I've encountered this recently with my own runs. To address it, I've put together a script that updates target metrics of previous runs with best values as reported by api.run.scan_history(). Here it is.
~Use the first revision if you don't like tqdm loading bars.~
Thanks for the script @LTeder, it came in really handy! BTW, I think you have the conditions reversed in
if ( (func == max and bests[i] < previous[i]) or
(func == min and bests[i] > previous[i])):
Shouldn't it be:
if ( (func == max and bests[i] > previous[i]) or
(func == min and bests[i] < previous[i])):
Thanks for the script @LTeder, it came in really handy! BTW, I think you have the conditions reversed
Glad you found it useful @ndrwnaguib ! It looks backwards there because the point is to print the "bad" changes during the test run. It counts and displays the value changes that wouldn't be applied (given the if-statement that follows it), but are still important to recognize. In my case, they all appeared to be rounding errors (which was about 2% of my runs, iirc)
I think this feature is finally available, with weave expressions!
To create a barplot with the lowest validation loss for each run, I chained an expression together like this:
runs.map((row) => row.history["val/loss"].min)

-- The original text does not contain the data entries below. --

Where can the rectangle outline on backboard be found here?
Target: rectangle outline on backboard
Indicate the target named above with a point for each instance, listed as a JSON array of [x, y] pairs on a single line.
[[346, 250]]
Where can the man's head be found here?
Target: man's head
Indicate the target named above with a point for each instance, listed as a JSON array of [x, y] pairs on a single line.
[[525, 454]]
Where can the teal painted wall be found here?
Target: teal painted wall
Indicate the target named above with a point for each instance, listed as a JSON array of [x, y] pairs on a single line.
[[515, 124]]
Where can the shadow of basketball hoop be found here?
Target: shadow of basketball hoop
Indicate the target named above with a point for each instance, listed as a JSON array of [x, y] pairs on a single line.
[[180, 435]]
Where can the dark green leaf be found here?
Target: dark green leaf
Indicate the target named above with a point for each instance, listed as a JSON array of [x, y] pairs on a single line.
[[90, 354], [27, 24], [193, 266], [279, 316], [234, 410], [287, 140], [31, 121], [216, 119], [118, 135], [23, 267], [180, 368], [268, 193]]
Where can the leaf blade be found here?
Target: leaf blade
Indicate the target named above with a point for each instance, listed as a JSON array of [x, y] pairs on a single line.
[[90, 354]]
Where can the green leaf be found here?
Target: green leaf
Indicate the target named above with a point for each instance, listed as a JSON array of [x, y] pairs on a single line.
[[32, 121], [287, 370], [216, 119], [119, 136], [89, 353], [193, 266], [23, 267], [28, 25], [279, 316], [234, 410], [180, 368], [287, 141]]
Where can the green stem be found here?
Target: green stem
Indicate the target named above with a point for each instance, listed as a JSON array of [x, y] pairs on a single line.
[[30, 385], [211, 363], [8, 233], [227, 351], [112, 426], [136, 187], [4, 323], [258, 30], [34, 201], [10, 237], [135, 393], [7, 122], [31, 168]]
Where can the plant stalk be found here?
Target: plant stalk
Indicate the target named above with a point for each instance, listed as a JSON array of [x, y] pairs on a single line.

@vanpelt's define_metric solution works perfectly for new runs - thank you! However, I agree it would be extremely useful to be able to obtain the min and max values of the logged metrics within the UI for past runs.
@vanpelt's
define_metricsolution works perfectly for new runs - thank you! However, I agree it would be extremely useful to be able to obtain theminandmaxvalues of the logged metrics within the UI for past runs.
Agreed, whether is it via weave expressions or define_metric, it is not directly obvious to new users. It would probably be for the best if one can easily view the min max values from the UI with no additional code added before running.
WandB Internal User commented: SteffenCzolbe commented: I think this feature is finally available, with weave expressions!
I chained an expression together like this:
runs.map((row) => row.history["val/loss"].min)
This creates a barplot with the lowest validation loss for each run.